A Syrian family granted asylum in Argentina has opted to go back home in spite of its calamitous state of their hometown of Aleppo. But things seemed even worse in Cordoba.
CÓRDOBA — The Touma family fled Syria's civil war and landed late last year in Argentina, with the prospect of finally finding some modicum of peace and economic stability. They settled in the central Argentine city of Córdoba, and have spent the past four months trying to adapt to the local lifestyle. But they found none of what they'd hope for — and have now decided to return home, to their devastated hometown of Aleppo.
As they were getting ready to head back to Syria, they spoke with Clarín from the terminal of Ezeiza airport outside of Buenos Aires on May 11, explaining not only is it much cheaper to live in Aleppo than Córdoba, it is actually "safer" too.
Tawfiq, the 40-year-old father, and his wife Ani Habad, 29, had arrived earlier this year with their two daughters Kristel (12) and Mari (10), all seemed tired, somewhat overcome by their situation. At the prospect of returning to Aleppo, the family said they was a mix of anticipation and trepidation. There is still little good news coming from their native country, half destroyed by a seven-year civil war that has left more than 300,000 dead.
"They came in search of a dream," says Mustafa, a family friend and fellow Syrian who has been living in Argentina for more than 30 years. "They were told they would have a house and work. But when they came, they found nothing."

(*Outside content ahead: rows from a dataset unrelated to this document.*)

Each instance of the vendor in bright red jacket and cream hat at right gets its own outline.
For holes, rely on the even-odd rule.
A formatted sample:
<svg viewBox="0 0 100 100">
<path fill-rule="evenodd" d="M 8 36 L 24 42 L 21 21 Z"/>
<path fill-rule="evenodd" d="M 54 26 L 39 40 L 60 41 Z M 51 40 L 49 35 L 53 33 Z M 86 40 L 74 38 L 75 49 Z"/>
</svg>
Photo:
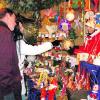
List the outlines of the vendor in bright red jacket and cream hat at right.
<svg viewBox="0 0 100 100">
<path fill-rule="evenodd" d="M 75 50 L 81 57 L 80 60 L 87 61 L 88 56 L 92 55 L 92 58 L 100 53 L 100 29 L 96 29 L 93 20 L 89 20 L 85 24 L 87 33 L 85 34 L 85 42 L 83 46 Z"/>
</svg>

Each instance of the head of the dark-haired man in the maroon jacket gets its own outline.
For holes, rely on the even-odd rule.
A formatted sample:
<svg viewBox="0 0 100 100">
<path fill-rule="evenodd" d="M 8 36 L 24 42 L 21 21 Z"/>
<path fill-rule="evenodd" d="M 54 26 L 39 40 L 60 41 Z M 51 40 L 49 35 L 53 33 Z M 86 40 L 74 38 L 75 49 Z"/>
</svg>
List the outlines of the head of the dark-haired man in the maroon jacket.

Since 2012, some 1,600 Syrians have come to Argentina through various channels: the Argentine government's Syria Program (providing humanitarian visas), applications for asylum or family reunions with registered refugees, or through other types of migratory visas given by Argentine consulates. The main destinations have been the capital, the Buenos Aires province, Córdoba, Salta, Mendoza, La Rioja, Tucumán and San Luis.
The Toumas came to the town of Pilar outside Córdoba, in December 2016. Whatever they had here was provided them by sympathetic neighbors. One neighbor even took charge of the rent they had to pay for a house and its day-to-day expenses, even lending the family a car. "Everything they had came from people's individual solidarity. But they did not want live off others," Mustafa says. "They wanted to recover their dignity. The state had to help and it didn't. It made various promises it didn't keep."

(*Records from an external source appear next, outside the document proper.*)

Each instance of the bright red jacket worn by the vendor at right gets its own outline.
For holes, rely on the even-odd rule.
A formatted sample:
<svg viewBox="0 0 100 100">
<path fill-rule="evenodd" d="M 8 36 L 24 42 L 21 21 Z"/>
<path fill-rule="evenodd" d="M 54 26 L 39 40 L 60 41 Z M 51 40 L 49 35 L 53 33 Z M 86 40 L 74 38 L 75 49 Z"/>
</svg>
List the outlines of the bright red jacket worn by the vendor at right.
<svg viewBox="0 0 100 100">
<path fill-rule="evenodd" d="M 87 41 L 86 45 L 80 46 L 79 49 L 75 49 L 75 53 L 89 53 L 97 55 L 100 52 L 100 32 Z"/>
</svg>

We thought our daughters would have a future here.
Tawfiq told the Córdoba newspaper La Voz he was unprepared for the cost of living in Argentina. "We thought life would be cheaper here and our daughters would have a future," he said. "With $10 you can live for a week (in Aleppo), but here everything is gone right away."
But beyond the lack of economic means, the family also was shocked by the state of crime they found in Argentina. "Soon after they arrived, thieves entered their house and took everything. That does not happen in Syria," Mustafa said, translating for the family.
After the robbery, he said, Tawfiq could not shake off the fear: "He was afraid for his daughters. He would call me three times a day to say he wanted to leave."
Before they left, Cordoba neighbors and their Syrian relatives tried to convince them to stay, that returning to Syria was dangerous. But the family insisted that the situation in Aleppo had stabilized, which is partly true, even if the country is still very much a war zone. Nonetheless, the family is grateful for the few months of shelter they received, and they are carrying home with them an Argentine flag and mate equipment used to brew the southern cone's typical herbal tea.
Tawfiq, who was injured in a bombardment, said he would reopen his perfume shop in the city. "If that does not work out I can work as a taxi driver," he said. "I can't do that here."